And while the Heels are still losing, at least they’re no longer getting blown out?
UNC started 1-3 with a 37-point loss to Miami and a 22-point loss to ... [checks notes] East Carolina, which was enough for us regular folks to write them off.
Since Miami, they’ve lost by three to Virginia Tech, three in OT to Syracuse, 10 to Virginia, and 10 to Georgia Tech, a game where 18 UNC players were unavailable and more (Ruder) were injured during.
“That’s one of two things: parity in the conference, which helps his case, or good coaching and your kids not giving up when they could, which helps his case,” the assistant coach said.
“Usually if there isn’t a financial reason to fire a coach before the end of the season, the only reason you’d do it is because they’ve lost the team. It doesn’t look like that there.”
North Carolina is considered a job that should be successful, and that kind of thinking scares coaches.
The UNC job is fantastic — on paper. You’re in a talented state for recruits and close to neighboring hotbeds, you’re in a Power 5 conference, and your brand is national (albeit in another sport).
But it’s never proved to be a recipe for sustained success. What’s considered the best of times for UNC football? Mack Brown? The national title-winning coach (at Texas) had a winning percentage of .600 over 10 seasons. Fedora is .518 since 2012.

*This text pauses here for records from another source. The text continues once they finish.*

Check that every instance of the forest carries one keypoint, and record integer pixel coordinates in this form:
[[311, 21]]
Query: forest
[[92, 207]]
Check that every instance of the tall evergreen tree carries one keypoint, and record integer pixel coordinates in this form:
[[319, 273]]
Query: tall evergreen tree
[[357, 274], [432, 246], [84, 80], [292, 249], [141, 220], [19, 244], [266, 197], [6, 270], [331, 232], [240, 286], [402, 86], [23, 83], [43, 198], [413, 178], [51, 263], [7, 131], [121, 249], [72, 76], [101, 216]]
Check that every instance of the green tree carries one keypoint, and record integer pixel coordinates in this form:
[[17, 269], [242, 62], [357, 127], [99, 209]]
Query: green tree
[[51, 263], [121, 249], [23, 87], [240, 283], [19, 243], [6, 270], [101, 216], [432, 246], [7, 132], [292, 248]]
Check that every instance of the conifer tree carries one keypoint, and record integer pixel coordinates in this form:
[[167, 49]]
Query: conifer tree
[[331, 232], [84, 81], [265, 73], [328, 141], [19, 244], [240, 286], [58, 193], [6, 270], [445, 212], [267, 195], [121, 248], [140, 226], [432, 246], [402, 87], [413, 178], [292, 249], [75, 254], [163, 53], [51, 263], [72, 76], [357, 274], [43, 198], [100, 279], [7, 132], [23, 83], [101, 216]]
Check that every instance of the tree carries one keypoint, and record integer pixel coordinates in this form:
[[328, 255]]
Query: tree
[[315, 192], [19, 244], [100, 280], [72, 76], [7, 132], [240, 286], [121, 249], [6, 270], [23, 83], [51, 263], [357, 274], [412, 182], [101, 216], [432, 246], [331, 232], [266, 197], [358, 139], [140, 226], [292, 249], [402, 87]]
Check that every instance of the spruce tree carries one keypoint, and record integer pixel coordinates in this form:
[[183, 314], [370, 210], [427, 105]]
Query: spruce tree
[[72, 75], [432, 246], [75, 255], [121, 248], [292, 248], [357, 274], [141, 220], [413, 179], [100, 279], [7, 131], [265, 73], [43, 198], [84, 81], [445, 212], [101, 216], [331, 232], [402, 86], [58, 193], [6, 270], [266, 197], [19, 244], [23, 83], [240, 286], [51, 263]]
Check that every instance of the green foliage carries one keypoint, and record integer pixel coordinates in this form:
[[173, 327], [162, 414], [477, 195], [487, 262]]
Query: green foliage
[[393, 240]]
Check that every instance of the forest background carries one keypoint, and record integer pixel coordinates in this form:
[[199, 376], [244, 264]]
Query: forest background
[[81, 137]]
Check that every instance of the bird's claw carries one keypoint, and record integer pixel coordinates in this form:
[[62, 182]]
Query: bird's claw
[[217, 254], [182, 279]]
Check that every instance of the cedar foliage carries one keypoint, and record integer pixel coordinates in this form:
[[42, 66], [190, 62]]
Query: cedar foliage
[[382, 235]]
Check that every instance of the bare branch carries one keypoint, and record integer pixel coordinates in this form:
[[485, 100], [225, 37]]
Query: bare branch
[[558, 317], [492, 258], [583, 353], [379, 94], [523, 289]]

“There’s a group of schools in the conference that assume they can become a great team, a national power, by making that one right hire and being in the ACC and around good talent with a nice campus. That’s not enough. Clemson is enough, everything Clemson did to catch up with what Florida State and Miami did before them,” a head coach in the conference said.
“So then you come in at one of those schools and start winning a little bit and ‘Ah, OK! This guy’s figured it out.’ And they don’t understand all the other things you have to do to keep that going, and then you lose.”
It’s very possible none of this will save Fedora’s job. Just ask any other coach.
There’s also the issue of Fedora’s preseason comments about the “war on football” in regards to CTE and head trauma during ACC media days this summer. Put aside Fedora’s comments and intent for a second, and it was an unforced error for a coach who doesn’t have the rare kind of equity that would withstand a PR faux pas. Do those comments have any impact on the referendum on his job right now? We don’t know.
Fedora received a seven-year extension to his contract before the ‘17 season, and his buyout is in the range of $12 million, and maybe even higher. For Bubba Cunningham, an AD who arrived in Chapel Hill at the same time as Fedora, that seems too steep a price.
However, if the overall job market slows this year, an opening at UNC could draw a higher level of talent than in other cycles.
“There’s no shortage of coaches who want that job,” one agent told SB Nation. “They’ll come in and pitch how great UNC is to recruit to, how you can get talent there, all the things you hear with that job, and they know the roster is better than what you’d normally get taking over a two- or three-win team.”